Pre-training Aided Medical Data Analysis Under Privacy Constraints
The School of ITEE is hosting the following PhD confirmation progress seminar:
Pre-training Aided Medical Data Analysis Under Privacy Constraints
Speaker: Yixuan Qiu
Host: Dr Miao Xu
Abstract: Machine learning is being used to combat the shortage of physicians through medical data analysis. However, strict privacy constraints limit data sharing between institutions, making it difficult to develop robust models. To overcome this challenge, the research will propose a Privacy-Preserving Selective Learning framework that pre-trains models on selective data. Preliminary work has been done by assuming data from hospitals with insufficient data and aid providers are identically distributed. The framework selects a desired proxy subset from the collaborator’s dataset in a closed-world setting to improve latent representations and enhance medical data analysis. Future work will investigate a more complex situation where external datasets are heterogeneous including out-of-distribution data. A communication-efficient pre-training-aided framework will also be developed to address large pre-training models’ challenges.

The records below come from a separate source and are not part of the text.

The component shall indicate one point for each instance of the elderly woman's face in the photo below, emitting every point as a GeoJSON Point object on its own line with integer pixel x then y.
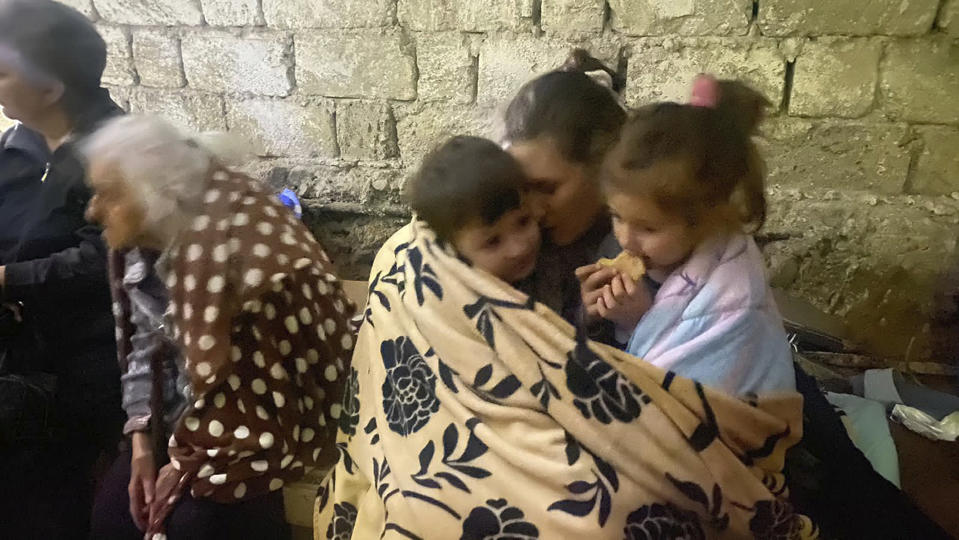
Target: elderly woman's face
{"type": "Point", "coordinates": [568, 195]}
{"type": "Point", "coordinates": [20, 100]}
{"type": "Point", "coordinates": [116, 206]}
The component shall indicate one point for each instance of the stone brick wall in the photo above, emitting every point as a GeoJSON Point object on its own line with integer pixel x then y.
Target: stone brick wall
{"type": "Point", "coordinates": [342, 97]}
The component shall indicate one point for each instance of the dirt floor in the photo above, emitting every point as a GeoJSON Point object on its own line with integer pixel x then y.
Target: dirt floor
{"type": "Point", "coordinates": [929, 473]}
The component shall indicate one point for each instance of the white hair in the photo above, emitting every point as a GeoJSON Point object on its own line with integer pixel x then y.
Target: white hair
{"type": "Point", "coordinates": [167, 168]}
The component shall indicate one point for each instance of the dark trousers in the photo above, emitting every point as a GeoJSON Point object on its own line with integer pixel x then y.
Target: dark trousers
{"type": "Point", "coordinates": [47, 486]}
{"type": "Point", "coordinates": [261, 518]}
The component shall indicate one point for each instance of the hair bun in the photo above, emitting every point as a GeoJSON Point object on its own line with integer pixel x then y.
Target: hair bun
{"type": "Point", "coordinates": [579, 60]}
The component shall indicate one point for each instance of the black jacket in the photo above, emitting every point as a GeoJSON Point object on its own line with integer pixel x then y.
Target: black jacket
{"type": "Point", "coordinates": [57, 268]}
{"type": "Point", "coordinates": [23, 158]}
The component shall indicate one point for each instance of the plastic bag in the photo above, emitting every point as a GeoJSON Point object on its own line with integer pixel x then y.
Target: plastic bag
{"type": "Point", "coordinates": [946, 429]}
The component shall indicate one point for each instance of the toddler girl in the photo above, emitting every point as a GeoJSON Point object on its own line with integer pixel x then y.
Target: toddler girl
{"type": "Point", "coordinates": [685, 189]}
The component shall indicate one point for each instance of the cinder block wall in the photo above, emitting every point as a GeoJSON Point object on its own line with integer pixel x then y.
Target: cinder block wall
{"type": "Point", "coordinates": [342, 97]}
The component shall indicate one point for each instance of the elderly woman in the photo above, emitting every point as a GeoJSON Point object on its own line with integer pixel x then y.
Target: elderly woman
{"type": "Point", "coordinates": [259, 320]}
{"type": "Point", "coordinates": [58, 345]}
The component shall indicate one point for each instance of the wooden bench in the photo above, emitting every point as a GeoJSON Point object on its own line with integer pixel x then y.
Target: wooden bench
{"type": "Point", "coordinates": [300, 496]}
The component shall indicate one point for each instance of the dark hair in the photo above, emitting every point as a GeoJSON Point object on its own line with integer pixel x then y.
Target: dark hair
{"type": "Point", "coordinates": [59, 40]}
{"type": "Point", "coordinates": [465, 179]}
{"type": "Point", "coordinates": [581, 116]}
{"type": "Point", "coordinates": [714, 144]}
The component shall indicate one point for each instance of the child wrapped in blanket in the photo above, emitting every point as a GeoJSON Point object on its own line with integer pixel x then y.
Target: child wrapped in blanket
{"type": "Point", "coordinates": [470, 192]}
{"type": "Point", "coordinates": [685, 191]}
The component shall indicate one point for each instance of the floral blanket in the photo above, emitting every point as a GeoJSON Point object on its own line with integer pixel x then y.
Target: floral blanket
{"type": "Point", "coordinates": [473, 412]}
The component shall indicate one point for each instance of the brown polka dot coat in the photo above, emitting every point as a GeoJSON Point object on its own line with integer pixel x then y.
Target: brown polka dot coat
{"type": "Point", "coordinates": [264, 326]}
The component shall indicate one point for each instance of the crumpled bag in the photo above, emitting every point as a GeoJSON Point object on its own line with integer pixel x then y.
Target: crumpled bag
{"type": "Point", "coordinates": [946, 429]}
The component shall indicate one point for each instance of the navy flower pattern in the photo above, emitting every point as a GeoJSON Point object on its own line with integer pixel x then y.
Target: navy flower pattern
{"type": "Point", "coordinates": [600, 391]}
{"type": "Point", "coordinates": [344, 520]}
{"type": "Point", "coordinates": [350, 416]}
{"type": "Point", "coordinates": [498, 521]}
{"type": "Point", "coordinates": [774, 520]}
{"type": "Point", "coordinates": [663, 522]}
{"type": "Point", "coordinates": [442, 471]}
{"type": "Point", "coordinates": [409, 391]}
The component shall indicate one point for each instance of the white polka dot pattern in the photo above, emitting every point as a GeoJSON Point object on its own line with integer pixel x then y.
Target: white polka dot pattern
{"type": "Point", "coordinates": [264, 326]}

The research aims to contribute to medical data analysis by addressing data privacy concerns while mitigating the physician shortage issue.
Speaker Biography: Yixuan Qiu obtained his M.E. in Electrical Engineering from the University of Queensland in 2020. He started his PhD in computer science under the supervision of Dr. Miao Xu and Dr. Weitong Chen in 2022. His research interests include medical data analysis and weakly supervised learning.
About Data Science Seminar
This seminar series is hosted by EECS Data Science.